We’re building, alright, but someone else is selling the house for a tidy profit once we’re done. And we’re in a relationship alright, but it’s not symbiotic; it’s parasitic.
If relocation is now on the table for a club like Columbus, it is on the table for every club. We can only expect more of the same scavenging from the jilted losers of the latest MLS expansion sweepstakes.
The threat hardly needs to be explained to Minnesotans, who have lost a basketball team and a hockey team to relocation, gained a baseball team that was later almost contracted, and have had a football team threaten it. Minnesota is a stronger market than Columbus, but it is the second smallest American city with teams in five major leagues; few places are at greater risk of losing their teams. The Loons have local ownership now, but there is no guarantee of this in the future. The Loons are building a state-of-the-art stadium now, but there’s no guarantee that it won’t seem hopelessly antiquated in the future. Any Minnesota fan who does not see the threat of relocation as something to build defenses against is kidding themselves.
The cat is now out of the bag on MLS relocation, but the league can still put it back in. It ought to institute sensible reforms immediately. The first must be a rule that forbids relocation if a genuine offer is made to purchase the team from the existing market. Anthony Precourt no longer wants to own a soccer team in Columbus, Ohio (and I’m guessing the fans no longer want him to either). If, as reported, Columbus business leaders have made an offer to buy the club at a fair market value, then Precourt must be compelled to sell to them.
The second change must be to find a way to provide more resources to the league’s original clubs, most of whom continue to struggle to generate the kind of excitement that expansion clubs have created. Whether through marketing expertise, rebranding efforts, or simply contributing directly to the replacement of antiquated stadiums, the malaise of the MLS originals is quickly becoming a major problem for the league. That problem cannot be solved by relocating all of the originals to new cities.
MLS must also make a public statement against relocation. The statement by Commissioner Don Garber, which boiled down to “soccer is a business, and you all are suckers for believing differently” strikes precisely the wrong tone. He should apologize for it and commit the league to keeping its first team exactly where it belongs. The statement by Crew owner Anthony Precourt, which appears to blame the citizens of Columbus for the failures of his business are an embarrassment. He should send his team staff a few hours down the road to Cincinnati, where they will find a wildly successful USL team that they might be able to learn from. He should travel to Kansas City to learn how another MLS original was able to find success with a suburban stadium. For a team owner to slime his own fanbase and for the league to make an official statement next to that is a major black eye.

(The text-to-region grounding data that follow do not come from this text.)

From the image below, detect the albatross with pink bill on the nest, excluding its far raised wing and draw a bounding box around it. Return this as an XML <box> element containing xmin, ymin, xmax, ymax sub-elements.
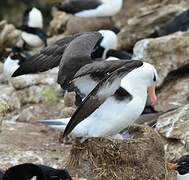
<box><xmin>41</xmin><ymin>60</ymin><xmax>157</xmax><ymax>138</ymax></box>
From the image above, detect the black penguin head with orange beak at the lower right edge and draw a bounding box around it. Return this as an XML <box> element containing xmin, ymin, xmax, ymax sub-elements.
<box><xmin>168</xmin><ymin>154</ymin><xmax>189</xmax><ymax>175</ymax></box>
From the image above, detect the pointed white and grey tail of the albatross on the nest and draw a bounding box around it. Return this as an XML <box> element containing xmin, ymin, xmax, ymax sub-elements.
<box><xmin>38</xmin><ymin>118</ymin><xmax>70</xmax><ymax>132</ymax></box>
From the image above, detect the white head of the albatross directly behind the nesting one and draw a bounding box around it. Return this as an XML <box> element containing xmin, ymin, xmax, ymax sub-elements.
<box><xmin>99</xmin><ymin>30</ymin><xmax>118</xmax><ymax>57</ymax></box>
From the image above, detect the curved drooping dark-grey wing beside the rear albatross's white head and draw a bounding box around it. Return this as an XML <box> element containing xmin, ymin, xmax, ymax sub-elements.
<box><xmin>58</xmin><ymin>32</ymin><xmax>103</xmax><ymax>89</ymax></box>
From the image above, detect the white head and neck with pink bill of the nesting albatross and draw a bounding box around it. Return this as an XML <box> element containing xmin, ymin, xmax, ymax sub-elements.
<box><xmin>121</xmin><ymin>62</ymin><xmax>158</xmax><ymax>105</ymax></box>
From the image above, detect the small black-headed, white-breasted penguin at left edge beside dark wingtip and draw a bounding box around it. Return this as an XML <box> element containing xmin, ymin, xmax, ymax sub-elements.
<box><xmin>3</xmin><ymin>47</ymin><xmax>25</xmax><ymax>80</ymax></box>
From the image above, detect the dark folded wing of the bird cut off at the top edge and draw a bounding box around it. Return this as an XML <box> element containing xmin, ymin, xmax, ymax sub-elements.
<box><xmin>57</xmin><ymin>0</ymin><xmax>102</xmax><ymax>14</ymax></box>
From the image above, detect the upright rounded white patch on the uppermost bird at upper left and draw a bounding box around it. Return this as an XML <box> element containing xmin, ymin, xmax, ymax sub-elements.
<box><xmin>27</xmin><ymin>7</ymin><xmax>43</xmax><ymax>29</ymax></box>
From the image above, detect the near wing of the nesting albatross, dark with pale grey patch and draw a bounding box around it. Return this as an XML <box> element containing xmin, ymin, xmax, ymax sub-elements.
<box><xmin>64</xmin><ymin>60</ymin><xmax>143</xmax><ymax>137</ymax></box>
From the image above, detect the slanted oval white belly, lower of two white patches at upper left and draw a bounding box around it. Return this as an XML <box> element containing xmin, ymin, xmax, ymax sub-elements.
<box><xmin>22</xmin><ymin>32</ymin><xmax>43</xmax><ymax>47</ymax></box>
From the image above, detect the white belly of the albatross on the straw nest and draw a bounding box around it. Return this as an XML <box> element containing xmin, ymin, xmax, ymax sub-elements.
<box><xmin>74</xmin><ymin>97</ymin><xmax>145</xmax><ymax>137</ymax></box>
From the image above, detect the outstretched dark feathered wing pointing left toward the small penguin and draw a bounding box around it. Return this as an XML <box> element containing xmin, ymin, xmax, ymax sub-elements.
<box><xmin>13</xmin><ymin>34</ymin><xmax>81</xmax><ymax>77</ymax></box>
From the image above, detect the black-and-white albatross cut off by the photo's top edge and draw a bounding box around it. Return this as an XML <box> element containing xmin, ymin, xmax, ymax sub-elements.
<box><xmin>57</xmin><ymin>0</ymin><xmax>123</xmax><ymax>17</ymax></box>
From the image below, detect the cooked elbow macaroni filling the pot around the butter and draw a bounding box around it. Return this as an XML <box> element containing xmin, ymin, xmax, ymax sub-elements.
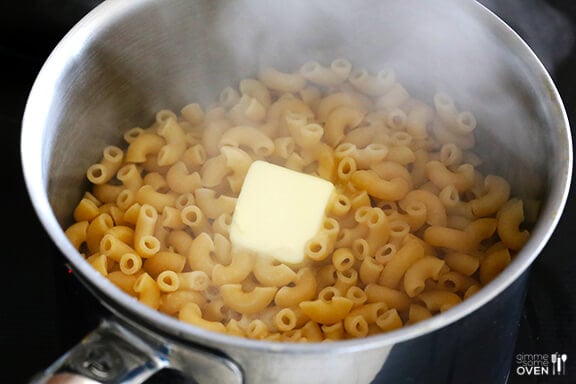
<box><xmin>65</xmin><ymin>58</ymin><xmax>529</xmax><ymax>342</ymax></box>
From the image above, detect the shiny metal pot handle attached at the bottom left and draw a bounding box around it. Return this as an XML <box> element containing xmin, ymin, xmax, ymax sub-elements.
<box><xmin>30</xmin><ymin>320</ymin><xmax>243</xmax><ymax>384</ymax></box>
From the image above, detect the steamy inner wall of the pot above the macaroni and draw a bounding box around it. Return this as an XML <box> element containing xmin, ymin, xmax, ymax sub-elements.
<box><xmin>43</xmin><ymin>0</ymin><xmax>560</xmax><ymax>226</ymax></box>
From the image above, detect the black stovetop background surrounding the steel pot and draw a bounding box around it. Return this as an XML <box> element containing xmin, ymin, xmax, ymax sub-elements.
<box><xmin>0</xmin><ymin>0</ymin><xmax>576</xmax><ymax>384</ymax></box>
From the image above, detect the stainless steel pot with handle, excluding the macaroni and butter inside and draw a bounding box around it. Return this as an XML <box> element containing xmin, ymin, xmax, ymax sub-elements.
<box><xmin>21</xmin><ymin>0</ymin><xmax>572</xmax><ymax>384</ymax></box>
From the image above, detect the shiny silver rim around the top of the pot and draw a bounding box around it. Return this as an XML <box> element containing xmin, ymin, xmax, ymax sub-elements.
<box><xmin>20</xmin><ymin>0</ymin><xmax>573</xmax><ymax>354</ymax></box>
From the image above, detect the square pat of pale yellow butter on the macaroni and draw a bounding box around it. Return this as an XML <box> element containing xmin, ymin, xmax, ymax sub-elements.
<box><xmin>230</xmin><ymin>160</ymin><xmax>334</xmax><ymax>264</ymax></box>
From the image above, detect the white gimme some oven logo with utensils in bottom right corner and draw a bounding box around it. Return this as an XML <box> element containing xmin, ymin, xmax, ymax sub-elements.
<box><xmin>514</xmin><ymin>353</ymin><xmax>568</xmax><ymax>376</ymax></box>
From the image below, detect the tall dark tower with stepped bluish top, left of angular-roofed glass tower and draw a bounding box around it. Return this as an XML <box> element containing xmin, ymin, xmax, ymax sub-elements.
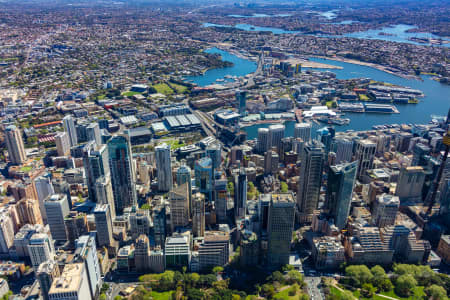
<box><xmin>297</xmin><ymin>140</ymin><xmax>325</xmax><ymax>223</ymax></box>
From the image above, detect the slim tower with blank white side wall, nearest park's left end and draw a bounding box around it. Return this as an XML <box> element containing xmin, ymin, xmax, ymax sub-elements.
<box><xmin>73</xmin><ymin>233</ymin><xmax>102</xmax><ymax>299</ymax></box>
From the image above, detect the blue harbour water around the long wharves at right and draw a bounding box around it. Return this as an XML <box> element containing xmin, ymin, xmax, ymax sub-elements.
<box><xmin>245</xmin><ymin>58</ymin><xmax>450</xmax><ymax>139</ymax></box>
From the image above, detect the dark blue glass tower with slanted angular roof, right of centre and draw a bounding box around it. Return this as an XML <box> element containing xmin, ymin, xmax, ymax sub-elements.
<box><xmin>327</xmin><ymin>161</ymin><xmax>358</xmax><ymax>229</ymax></box>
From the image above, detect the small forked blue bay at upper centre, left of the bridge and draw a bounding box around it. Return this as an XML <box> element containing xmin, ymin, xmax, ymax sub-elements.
<box><xmin>185</xmin><ymin>48</ymin><xmax>257</xmax><ymax>86</ymax></box>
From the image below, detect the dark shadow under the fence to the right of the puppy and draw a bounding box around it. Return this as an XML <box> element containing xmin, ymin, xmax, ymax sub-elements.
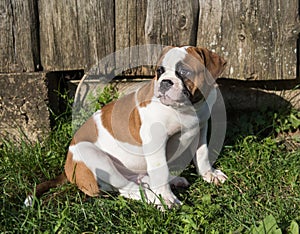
<box><xmin>220</xmin><ymin>84</ymin><xmax>300</xmax><ymax>145</ymax></box>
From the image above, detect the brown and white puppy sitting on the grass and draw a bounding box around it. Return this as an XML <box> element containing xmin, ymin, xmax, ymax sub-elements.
<box><xmin>25</xmin><ymin>46</ymin><xmax>227</xmax><ymax>207</ymax></box>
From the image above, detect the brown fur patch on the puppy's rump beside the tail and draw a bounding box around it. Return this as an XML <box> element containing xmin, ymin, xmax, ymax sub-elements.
<box><xmin>65</xmin><ymin>151</ymin><xmax>100</xmax><ymax>197</ymax></box>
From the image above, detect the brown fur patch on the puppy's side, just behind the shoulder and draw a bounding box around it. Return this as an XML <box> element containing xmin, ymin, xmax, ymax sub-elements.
<box><xmin>101</xmin><ymin>93</ymin><xmax>142</xmax><ymax>145</ymax></box>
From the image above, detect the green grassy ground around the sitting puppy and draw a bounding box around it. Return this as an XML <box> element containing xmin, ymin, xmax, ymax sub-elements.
<box><xmin>0</xmin><ymin>102</ymin><xmax>300</xmax><ymax>233</ymax></box>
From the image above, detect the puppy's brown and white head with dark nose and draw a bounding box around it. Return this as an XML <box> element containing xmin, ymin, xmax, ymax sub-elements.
<box><xmin>154</xmin><ymin>46</ymin><xmax>226</xmax><ymax>106</ymax></box>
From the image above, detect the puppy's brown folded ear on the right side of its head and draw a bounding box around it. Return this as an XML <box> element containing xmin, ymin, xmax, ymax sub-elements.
<box><xmin>194</xmin><ymin>47</ymin><xmax>227</xmax><ymax>79</ymax></box>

Anthony Precourt appears to be little more than a common pimp. MLS and all of its owners, on the other hand, have a chance to stand up to him, because their fans — fans in Portland, Minnesota, Houston, wherever — won’t look at them the same. I know Minnesota United’s owner Bill McGuire and I have always thought of him as someone very different from me, but someone who I genuinely believe cares about his community and trust that is foundational to the the symbiotic relationship between city and owner. That is probably still true, but in a new era of two-faced weasels like Anthony Precourt, I won’t be able to shake the feeling: we’re all just suckers.